I recently discussed an ethics complaint by law professors against presidential aide Kellyanne Conway that I viewed as facially political in character and lacking a substantive foundation. (Of course, this was before the “Couchgate” scandal) My reaction to a new proposed first amendment lawsuit by news media is little better. Democratic U.S. Rep. Carolyn Maloney and first amendment advocated joined in condemning the Trump Administration’s exclusion of some new organizations from a White House press briefing. I share their view that the exclusion was wrong and, with the recent attacks on the media by President Trump, contradict our core values as a nation that values the freedom of the press. However, I do not see a credible constitutional claim brought under the threatened lawsuit.

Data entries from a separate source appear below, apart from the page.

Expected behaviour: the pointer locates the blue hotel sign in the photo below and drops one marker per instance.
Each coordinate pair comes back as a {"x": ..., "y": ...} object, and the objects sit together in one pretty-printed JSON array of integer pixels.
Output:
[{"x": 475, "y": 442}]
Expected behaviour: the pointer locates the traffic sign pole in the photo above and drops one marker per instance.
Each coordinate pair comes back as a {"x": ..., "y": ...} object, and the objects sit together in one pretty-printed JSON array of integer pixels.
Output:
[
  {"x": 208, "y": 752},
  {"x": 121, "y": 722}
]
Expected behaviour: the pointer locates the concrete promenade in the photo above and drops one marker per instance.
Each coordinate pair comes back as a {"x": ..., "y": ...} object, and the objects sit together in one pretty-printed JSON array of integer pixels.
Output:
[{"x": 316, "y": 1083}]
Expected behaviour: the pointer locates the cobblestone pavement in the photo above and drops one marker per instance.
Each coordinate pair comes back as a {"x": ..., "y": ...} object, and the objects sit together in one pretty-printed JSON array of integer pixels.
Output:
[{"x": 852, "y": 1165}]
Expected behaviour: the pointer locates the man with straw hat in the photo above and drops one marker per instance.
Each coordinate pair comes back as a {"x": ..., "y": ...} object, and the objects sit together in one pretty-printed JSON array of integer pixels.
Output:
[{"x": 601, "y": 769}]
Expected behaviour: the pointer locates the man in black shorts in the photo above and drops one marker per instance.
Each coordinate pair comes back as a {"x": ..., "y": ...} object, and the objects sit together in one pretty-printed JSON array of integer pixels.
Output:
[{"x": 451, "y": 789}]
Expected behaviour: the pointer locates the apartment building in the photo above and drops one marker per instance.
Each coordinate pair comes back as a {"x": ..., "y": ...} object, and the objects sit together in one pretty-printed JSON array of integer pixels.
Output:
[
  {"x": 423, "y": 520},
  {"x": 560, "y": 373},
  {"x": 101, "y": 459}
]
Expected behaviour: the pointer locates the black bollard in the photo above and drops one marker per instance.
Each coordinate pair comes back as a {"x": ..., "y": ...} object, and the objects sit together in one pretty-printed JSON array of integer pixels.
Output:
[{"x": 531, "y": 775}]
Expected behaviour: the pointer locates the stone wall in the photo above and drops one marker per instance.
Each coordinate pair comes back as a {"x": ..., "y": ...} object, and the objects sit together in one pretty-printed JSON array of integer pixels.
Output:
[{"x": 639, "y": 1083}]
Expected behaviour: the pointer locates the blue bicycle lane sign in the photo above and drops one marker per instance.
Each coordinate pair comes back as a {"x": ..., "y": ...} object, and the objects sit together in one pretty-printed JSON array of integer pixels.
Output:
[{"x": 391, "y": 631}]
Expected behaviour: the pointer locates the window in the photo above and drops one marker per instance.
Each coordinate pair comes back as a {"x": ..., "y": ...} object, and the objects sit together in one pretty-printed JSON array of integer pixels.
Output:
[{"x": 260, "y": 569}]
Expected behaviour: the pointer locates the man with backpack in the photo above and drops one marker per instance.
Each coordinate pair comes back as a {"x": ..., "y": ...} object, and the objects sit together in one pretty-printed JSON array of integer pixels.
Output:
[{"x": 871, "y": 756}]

Civil liberties lawyer Norman Siegel, the former leader of the New York Civil Liberties Union, called for the lawsuit over what he called censorship when the Trump Administration barred news organizations like CNN, New York Times, and Politico from a “gaggle” or informal press briefing. It was widely viewed as retaliation against news organizations that have been reporting on mishaps and leaks from the Administration. White House spokesperson is quoted as saying “we’re going to aggressively push back . . . We’re just not going to sit back and let, you know, false narratives, false stories, inaccurate facts get out there.”
The experts cited Sherrill v. Knight, a D.C. Circuit opinion from 1977 where a Nation reporter was denied a press pass. The court found a violation of the first amendment after the Secret Service failed to give proper notice or foundation for the decision. However, the court did not articulate a standard.
We agree with the District Court that both first and fifth amendment concerns are heavily implicated in this case. We conclude, however, that neither of these concerns requires the articulation of detailed criteria upon which the granting or denial of White House press passes is to be based. We further conclude that notice, opportunity to rebut, and a written decision are required because the denial of a pass potentially infringes upon first amendment guarantees. Such impairment of this interest cannot be permitted to occur in the absence of adequate procedural due process.
This is not a denial of a press pass but rather the denial to a single gaggle. More importantly, the gaggle had a pool reporter so these media outlets were not prevented from knowing what was said. The gaggle was held in Spicer’s office. He is not the first to hand pick reporters for informal meetings. I would be surprised if any federal court would rule that even informal meetings must include invitations to all media. Indeed, it is hard to see who such a rule could be accommodated. Given the pool reporter, I would expect most federal courts to reject the claim. Moreover, it could create some truly dreadful law for journalists.